De opschaling van het Defensie-crisisteam vindt plaats en er wordt een speciaal Defensie-meldpunt ingericht voor Afghanistan-veteranen die mogelijk nog contact hebben met Afghanen met wie zij hebben gewerkt tijdens hun uitzending.

In totaal zijn 373 Nederlanders met kerngezin en Nederlandse ingezetenen op de evacuatielijst geregistreerd. Die dag worden 115 personen geëvacueerd met twee militaire vluchten naar Islamabad en Tbilisi, deels met eindbestemming Nederland. De eerste personen komen aan in de opvanglocatie in de kazerne in Zoutkamp.

19 augustus

Er wordt extra capaciteit ingezet van Defensie en Buitenlandse Zaken in Tbilisi ten behoeve van ondersteuning van de transfer van mensen op evacuatievluchten. De IND besluit om direct Immigration Liaison Officers te sturen naar Tbilisi en Islamabad ter versterking van de consulaire teams van Buitenlandse Zaken. Buitenlandse Zaken wijst een projectcoördinator aan voor de uitvoering van de motie-Belhaj, die wordt ondersteund door een team van medewerkers van Buitenlandse Zaken. Een team van Defensie gaat aan het werk om alle oud-Defensiemedewerkers die onder de motie-Belhaj vallen te behandelen.

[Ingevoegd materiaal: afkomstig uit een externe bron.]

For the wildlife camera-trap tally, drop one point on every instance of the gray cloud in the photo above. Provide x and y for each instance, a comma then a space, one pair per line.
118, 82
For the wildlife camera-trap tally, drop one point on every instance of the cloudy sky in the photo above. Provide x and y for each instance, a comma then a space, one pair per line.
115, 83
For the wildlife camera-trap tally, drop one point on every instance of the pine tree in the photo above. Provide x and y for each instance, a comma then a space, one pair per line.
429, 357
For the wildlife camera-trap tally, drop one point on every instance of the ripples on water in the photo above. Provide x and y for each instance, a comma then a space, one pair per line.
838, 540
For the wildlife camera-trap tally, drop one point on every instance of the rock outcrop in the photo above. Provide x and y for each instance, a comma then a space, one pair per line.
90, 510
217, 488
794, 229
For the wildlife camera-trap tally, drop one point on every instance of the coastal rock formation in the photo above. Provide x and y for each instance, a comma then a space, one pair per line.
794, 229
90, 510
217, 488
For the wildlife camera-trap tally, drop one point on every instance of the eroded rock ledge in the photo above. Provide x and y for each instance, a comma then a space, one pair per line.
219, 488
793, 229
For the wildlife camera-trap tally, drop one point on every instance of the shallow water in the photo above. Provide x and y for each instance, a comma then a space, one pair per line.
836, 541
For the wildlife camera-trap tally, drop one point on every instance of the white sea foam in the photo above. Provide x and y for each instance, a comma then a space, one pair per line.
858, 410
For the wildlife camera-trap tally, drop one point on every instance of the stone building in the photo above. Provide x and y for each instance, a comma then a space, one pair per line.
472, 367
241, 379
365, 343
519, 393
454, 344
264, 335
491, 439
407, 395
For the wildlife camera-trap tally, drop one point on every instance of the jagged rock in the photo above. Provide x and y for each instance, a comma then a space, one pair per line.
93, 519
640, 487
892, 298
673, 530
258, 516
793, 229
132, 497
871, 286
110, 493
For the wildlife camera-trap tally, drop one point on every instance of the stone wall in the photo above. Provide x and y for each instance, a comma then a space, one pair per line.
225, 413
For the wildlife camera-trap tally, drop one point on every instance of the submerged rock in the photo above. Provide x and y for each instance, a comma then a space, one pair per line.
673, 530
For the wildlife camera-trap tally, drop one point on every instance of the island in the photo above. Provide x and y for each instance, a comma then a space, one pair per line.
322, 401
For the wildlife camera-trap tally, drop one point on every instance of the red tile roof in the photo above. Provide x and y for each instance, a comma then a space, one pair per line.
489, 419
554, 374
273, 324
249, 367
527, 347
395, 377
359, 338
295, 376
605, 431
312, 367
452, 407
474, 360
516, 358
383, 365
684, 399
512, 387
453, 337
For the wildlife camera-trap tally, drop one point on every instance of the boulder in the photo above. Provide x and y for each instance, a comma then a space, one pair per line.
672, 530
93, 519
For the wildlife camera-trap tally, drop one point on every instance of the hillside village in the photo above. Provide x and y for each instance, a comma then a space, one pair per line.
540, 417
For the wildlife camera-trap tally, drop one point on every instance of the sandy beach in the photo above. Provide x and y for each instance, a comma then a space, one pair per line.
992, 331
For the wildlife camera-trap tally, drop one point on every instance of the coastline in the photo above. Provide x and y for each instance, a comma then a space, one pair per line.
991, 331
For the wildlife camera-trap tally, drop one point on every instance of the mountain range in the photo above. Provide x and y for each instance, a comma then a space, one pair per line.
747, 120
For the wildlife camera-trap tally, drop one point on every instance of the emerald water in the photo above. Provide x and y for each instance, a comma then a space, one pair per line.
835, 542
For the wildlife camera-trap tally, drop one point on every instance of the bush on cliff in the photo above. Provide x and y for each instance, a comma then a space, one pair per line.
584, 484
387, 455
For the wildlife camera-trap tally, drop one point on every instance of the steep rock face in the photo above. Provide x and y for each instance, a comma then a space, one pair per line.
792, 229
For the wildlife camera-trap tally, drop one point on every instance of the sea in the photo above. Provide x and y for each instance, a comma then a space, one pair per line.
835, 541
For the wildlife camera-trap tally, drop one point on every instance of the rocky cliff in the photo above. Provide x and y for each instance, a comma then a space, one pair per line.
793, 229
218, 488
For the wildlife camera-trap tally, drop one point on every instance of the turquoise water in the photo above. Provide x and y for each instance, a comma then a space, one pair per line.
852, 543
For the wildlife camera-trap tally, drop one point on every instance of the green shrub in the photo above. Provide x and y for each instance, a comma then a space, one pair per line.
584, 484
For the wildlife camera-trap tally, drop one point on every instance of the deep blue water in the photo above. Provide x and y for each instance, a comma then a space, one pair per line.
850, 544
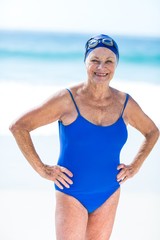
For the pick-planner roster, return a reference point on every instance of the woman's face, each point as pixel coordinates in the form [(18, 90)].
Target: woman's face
[(101, 64)]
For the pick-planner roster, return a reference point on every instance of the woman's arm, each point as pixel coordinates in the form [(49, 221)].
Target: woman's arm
[(50, 111), (139, 120)]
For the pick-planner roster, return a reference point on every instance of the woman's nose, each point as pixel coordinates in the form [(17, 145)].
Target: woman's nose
[(101, 65)]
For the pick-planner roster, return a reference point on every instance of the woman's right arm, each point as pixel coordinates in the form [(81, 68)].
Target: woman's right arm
[(52, 110)]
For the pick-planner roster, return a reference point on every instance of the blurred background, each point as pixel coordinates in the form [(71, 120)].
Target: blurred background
[(42, 51)]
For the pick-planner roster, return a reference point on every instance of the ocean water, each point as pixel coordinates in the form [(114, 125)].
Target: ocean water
[(57, 58)]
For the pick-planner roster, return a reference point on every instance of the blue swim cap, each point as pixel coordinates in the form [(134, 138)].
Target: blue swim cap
[(101, 40)]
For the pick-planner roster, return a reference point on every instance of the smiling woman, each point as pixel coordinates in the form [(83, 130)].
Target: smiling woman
[(92, 118)]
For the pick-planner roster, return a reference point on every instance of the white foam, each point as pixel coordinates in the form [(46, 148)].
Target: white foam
[(17, 98)]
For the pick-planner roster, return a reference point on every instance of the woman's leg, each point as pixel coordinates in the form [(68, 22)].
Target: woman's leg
[(71, 218), (100, 222)]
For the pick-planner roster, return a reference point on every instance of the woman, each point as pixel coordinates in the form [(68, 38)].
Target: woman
[(92, 126)]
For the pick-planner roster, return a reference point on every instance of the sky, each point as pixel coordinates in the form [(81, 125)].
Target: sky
[(123, 17)]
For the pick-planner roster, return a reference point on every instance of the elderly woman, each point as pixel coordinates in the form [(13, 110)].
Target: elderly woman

Tijdens een BWO (Minister-President, Minister van Buitenlandse Zaken, Minister van Defensie en Staatssecretaris van Justitie en Veiligheid aanwezig) worden criteria voor evacuatie vastgesteld ten behoeve van noodzakelijke prioritering. Dit tijdelijke handelingskader voor de evacuatie toont de gezamenlijke betrokkenheid van de bewindspersonen. Mensen worden ingedeeld in twee categorieën: (1) Nederlanders en ingezeten, lokale collega’s en tolken, en EU- en NAVO-collega’s, en (2) alle personen onder motie-Belhaj, onder andere mensenrechtenactivisten, vrouwenrechtenactivisten en journalisten. Ook wordt in de ministerraad (Begrotingsraad) stilgestaan bij de situatie in Afghanistan.

De reparatie van de C-130 in Islamabad zal enkele dagen duren omdat reservedelen vanuit Nederland moeten worden ingevlogen. Dit heeft geen invloed op de evacuatieoperatie, aangezien de andere C-130, die 18 augustus is gearriveerd, inzetbaar is en de aangeboden evacués kan vervoeren.

Intussen wordt zowel door de Minister van Buitenlandse Zaken als hoogambtelijk de internationale outreach geïntensiveerd (VS, Pakistan, Turkije, Denemarken Duitsland, het Verenigd Koninkrijk, Canada, Italië, Finland, Noorwegen, Zweden, en de NAVO), om aan te dringen op toegang tot en het open houden van de luchthaven.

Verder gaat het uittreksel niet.